Former No 2 party official in Xinjiang Yang Gang investigated for corruption
A former deputy Communist Party chief in Xinjiang has been placed under investigation for corruption, the latest high-ranking official to be swept up in a national crackdown on graft.
Yang Gang, 60, was suspected of "severe violations of discipline and the law", the party's Central Commission for Discipline Inspection said. The phrase is commonly used as a euphemism for corruption.
From 2006 to 2010, Yang was the party's second-highest-ranking official in Xinjiang. He is now deputy director of the committee for economic affairs at the nation's top political advisory body, the Chinese People's Political Consultative Committee.
He had worked for 41 years in Xinjiang, rising through the ranks of the party, according to Caixin Media's online news portal.

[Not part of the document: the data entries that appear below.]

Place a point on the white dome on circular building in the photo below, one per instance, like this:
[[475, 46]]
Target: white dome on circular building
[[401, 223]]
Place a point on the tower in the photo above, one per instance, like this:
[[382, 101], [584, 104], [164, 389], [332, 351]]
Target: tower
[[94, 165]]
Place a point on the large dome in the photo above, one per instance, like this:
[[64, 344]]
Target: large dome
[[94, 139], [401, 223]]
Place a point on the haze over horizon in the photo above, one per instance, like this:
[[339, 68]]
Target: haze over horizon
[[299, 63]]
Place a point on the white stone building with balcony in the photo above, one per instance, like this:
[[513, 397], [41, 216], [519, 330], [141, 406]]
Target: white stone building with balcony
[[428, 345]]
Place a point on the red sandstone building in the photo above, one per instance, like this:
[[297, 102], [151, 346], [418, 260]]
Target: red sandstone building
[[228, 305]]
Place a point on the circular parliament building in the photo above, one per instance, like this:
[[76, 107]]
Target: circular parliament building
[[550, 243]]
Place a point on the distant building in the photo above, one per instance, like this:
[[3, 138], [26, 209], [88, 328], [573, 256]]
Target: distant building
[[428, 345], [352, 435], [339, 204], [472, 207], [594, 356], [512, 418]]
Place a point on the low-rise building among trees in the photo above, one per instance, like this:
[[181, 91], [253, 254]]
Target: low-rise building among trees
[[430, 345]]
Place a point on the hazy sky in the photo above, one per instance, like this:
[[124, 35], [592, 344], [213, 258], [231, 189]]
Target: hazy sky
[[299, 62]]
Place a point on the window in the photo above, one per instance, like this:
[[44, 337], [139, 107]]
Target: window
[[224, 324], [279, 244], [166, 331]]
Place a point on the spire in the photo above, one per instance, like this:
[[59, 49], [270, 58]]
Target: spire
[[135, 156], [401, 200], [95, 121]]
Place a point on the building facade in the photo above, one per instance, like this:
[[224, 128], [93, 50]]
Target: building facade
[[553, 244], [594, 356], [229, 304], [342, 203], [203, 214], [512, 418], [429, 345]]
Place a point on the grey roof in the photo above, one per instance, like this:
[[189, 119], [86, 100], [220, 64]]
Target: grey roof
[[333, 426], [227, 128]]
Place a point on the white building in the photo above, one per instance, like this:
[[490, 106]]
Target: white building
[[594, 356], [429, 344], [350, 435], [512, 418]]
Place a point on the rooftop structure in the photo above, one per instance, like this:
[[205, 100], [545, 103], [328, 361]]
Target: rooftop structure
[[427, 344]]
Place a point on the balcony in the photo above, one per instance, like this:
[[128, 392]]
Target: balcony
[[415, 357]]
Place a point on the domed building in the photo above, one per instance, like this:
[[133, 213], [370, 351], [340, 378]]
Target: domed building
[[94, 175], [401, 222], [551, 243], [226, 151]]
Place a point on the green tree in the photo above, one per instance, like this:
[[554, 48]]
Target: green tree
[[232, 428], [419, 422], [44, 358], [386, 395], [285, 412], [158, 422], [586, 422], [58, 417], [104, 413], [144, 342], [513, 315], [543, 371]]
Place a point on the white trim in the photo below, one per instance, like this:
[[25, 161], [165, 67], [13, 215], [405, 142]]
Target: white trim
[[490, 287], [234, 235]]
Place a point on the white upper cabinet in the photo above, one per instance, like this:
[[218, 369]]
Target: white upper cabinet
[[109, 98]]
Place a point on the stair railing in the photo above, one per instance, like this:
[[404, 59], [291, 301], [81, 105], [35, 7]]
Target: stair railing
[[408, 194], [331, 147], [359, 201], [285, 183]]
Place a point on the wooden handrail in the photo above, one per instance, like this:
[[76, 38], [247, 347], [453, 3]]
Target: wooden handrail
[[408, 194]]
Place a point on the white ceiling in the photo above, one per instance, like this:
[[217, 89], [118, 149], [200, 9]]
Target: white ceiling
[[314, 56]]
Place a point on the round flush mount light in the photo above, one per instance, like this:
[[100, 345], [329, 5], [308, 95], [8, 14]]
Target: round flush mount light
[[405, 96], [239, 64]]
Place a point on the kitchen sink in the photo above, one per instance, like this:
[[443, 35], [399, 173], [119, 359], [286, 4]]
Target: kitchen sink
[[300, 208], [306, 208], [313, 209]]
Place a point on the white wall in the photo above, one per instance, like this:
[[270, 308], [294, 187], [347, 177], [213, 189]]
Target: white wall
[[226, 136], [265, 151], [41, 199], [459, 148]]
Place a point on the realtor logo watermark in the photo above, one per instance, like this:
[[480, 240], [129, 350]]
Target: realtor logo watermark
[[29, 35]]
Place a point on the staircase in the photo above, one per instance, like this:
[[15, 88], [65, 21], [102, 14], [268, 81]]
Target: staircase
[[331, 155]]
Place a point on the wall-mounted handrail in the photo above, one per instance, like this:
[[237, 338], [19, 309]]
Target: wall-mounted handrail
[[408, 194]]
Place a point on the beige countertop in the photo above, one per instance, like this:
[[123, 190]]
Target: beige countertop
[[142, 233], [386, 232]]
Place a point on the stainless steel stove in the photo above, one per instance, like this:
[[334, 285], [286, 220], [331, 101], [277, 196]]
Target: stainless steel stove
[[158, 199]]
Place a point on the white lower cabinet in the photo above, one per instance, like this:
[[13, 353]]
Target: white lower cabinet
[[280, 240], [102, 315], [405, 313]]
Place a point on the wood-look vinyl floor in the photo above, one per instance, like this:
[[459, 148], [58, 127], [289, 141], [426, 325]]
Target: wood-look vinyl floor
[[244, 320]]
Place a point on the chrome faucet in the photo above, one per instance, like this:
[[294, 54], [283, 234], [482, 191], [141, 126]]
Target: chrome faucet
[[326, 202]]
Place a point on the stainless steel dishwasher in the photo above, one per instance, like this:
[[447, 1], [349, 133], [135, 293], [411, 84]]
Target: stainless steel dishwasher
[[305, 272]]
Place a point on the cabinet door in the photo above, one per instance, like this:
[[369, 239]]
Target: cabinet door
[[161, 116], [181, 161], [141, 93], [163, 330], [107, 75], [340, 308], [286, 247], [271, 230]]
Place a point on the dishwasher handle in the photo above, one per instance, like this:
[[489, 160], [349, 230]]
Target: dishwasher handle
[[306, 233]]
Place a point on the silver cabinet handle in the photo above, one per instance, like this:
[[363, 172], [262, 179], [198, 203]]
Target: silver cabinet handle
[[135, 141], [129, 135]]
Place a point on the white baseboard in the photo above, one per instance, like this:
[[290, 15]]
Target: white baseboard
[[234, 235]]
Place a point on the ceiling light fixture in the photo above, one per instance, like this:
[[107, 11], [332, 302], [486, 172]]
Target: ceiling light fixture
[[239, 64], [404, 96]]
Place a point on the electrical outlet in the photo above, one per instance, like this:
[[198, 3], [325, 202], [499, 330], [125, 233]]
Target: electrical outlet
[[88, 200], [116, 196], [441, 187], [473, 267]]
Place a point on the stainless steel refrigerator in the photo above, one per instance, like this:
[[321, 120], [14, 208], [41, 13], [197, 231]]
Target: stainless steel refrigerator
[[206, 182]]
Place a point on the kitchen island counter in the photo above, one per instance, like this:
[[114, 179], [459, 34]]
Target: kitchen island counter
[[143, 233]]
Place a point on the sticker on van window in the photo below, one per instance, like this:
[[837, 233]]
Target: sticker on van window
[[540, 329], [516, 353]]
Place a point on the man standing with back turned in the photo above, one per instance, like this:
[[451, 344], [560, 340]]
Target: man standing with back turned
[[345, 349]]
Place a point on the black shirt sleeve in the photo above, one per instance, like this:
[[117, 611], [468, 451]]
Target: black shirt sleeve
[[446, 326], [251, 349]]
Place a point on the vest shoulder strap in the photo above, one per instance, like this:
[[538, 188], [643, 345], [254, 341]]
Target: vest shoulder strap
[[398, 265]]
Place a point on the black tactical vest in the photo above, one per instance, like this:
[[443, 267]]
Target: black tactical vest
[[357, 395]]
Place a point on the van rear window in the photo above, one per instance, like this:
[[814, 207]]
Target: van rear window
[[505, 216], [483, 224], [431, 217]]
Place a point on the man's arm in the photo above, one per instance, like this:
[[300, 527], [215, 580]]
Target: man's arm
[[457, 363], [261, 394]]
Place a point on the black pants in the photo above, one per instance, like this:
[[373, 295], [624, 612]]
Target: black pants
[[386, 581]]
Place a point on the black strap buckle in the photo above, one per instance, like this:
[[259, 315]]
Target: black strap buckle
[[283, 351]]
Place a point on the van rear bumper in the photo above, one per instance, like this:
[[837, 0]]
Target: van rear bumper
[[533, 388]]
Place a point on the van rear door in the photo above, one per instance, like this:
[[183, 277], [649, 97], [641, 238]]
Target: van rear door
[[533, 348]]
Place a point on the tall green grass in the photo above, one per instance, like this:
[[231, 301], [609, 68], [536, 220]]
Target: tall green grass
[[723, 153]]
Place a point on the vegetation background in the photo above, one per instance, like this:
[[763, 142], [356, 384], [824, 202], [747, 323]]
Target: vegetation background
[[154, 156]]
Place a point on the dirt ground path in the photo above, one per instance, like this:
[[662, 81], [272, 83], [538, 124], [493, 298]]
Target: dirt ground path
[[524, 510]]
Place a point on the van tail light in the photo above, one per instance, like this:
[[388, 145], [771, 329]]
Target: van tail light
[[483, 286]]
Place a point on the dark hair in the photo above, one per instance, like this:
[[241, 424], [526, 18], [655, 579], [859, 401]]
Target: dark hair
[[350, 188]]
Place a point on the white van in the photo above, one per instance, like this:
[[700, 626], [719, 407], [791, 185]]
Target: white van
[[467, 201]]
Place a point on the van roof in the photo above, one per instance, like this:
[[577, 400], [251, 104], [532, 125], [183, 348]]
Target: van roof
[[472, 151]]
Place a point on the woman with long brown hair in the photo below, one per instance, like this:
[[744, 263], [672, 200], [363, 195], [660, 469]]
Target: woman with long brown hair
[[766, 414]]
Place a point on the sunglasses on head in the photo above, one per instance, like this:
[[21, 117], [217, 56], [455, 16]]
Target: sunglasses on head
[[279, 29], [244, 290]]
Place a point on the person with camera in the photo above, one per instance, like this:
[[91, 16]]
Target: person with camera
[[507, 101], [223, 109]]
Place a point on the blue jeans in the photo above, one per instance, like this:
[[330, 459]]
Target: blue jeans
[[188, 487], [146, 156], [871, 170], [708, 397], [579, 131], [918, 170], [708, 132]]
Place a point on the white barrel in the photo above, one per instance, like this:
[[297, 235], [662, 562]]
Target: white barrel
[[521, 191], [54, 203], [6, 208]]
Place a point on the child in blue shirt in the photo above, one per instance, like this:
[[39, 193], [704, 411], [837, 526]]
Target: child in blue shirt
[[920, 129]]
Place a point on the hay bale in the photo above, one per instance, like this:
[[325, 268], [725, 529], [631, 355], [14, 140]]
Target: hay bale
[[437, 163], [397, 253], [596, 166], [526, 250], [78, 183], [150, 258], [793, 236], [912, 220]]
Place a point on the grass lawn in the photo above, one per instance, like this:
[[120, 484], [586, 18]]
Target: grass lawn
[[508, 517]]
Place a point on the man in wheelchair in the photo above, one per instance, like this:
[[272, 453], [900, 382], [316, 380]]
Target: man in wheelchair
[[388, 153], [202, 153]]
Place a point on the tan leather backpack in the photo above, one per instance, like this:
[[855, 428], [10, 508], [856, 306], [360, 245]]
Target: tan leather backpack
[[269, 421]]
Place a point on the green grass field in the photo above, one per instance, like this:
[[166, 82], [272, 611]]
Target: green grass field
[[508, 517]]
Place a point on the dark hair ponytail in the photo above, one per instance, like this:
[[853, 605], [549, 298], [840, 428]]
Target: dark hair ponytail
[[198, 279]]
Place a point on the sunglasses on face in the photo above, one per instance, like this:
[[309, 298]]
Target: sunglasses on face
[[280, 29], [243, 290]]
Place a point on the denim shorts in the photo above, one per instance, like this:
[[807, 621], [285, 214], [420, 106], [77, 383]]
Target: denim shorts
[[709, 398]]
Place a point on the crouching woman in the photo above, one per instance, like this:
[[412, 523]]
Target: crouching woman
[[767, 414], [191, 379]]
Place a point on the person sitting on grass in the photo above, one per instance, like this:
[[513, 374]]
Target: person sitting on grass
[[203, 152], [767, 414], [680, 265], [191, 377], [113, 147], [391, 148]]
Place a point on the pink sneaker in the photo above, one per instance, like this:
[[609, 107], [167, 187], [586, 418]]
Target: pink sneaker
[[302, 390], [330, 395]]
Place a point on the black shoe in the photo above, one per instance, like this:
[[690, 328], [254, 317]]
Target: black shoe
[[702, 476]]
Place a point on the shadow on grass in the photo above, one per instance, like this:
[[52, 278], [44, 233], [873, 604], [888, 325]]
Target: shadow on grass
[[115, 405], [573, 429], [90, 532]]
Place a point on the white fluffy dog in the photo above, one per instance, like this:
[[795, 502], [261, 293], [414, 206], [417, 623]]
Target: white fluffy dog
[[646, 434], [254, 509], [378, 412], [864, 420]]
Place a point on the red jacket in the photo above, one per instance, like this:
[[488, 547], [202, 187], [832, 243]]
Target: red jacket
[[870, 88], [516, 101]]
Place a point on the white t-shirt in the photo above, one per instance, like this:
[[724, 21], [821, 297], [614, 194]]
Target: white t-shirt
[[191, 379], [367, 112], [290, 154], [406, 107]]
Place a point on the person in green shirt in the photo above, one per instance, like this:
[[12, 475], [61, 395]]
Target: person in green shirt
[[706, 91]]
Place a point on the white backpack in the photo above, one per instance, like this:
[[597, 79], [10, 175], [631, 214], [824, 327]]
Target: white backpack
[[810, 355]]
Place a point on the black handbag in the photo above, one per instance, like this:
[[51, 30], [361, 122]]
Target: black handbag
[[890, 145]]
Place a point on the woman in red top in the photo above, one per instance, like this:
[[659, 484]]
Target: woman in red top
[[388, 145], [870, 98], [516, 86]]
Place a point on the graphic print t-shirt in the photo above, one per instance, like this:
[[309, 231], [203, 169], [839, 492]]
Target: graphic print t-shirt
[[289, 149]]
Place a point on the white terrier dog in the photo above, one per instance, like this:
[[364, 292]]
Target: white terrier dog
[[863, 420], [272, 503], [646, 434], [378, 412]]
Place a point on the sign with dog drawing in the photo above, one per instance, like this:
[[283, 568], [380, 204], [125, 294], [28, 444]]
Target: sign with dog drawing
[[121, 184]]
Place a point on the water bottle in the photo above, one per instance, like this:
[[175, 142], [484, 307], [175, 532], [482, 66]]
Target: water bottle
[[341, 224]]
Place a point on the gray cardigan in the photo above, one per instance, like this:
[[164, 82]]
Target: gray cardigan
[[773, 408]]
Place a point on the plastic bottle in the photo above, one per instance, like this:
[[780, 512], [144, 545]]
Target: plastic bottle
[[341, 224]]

He was transferred to Beijing in 2010 and was a vice-minister of the General Administration of Quality Supervision, Inspection and Quarantine until July.
The investigation makes Yang at least the 17th official of the vice-ministerial level or above to come under investigation in the months since President Xi Jinping took power.
Xi has taken a hard line against graft, waste and extravagance. He has warned that corruption could destroy the party and has threatened to crack down on high-ranking officials, saying graft-busters should go after "tigers" as well as "flies".
High-profile cases that have emerged over the past year include the sacking of Jiang Jiemin , the head of the state-owned-assets watchdog. The party, however, has yet to make the systemic reforms analysts say are necessary to root out endemic public corruption.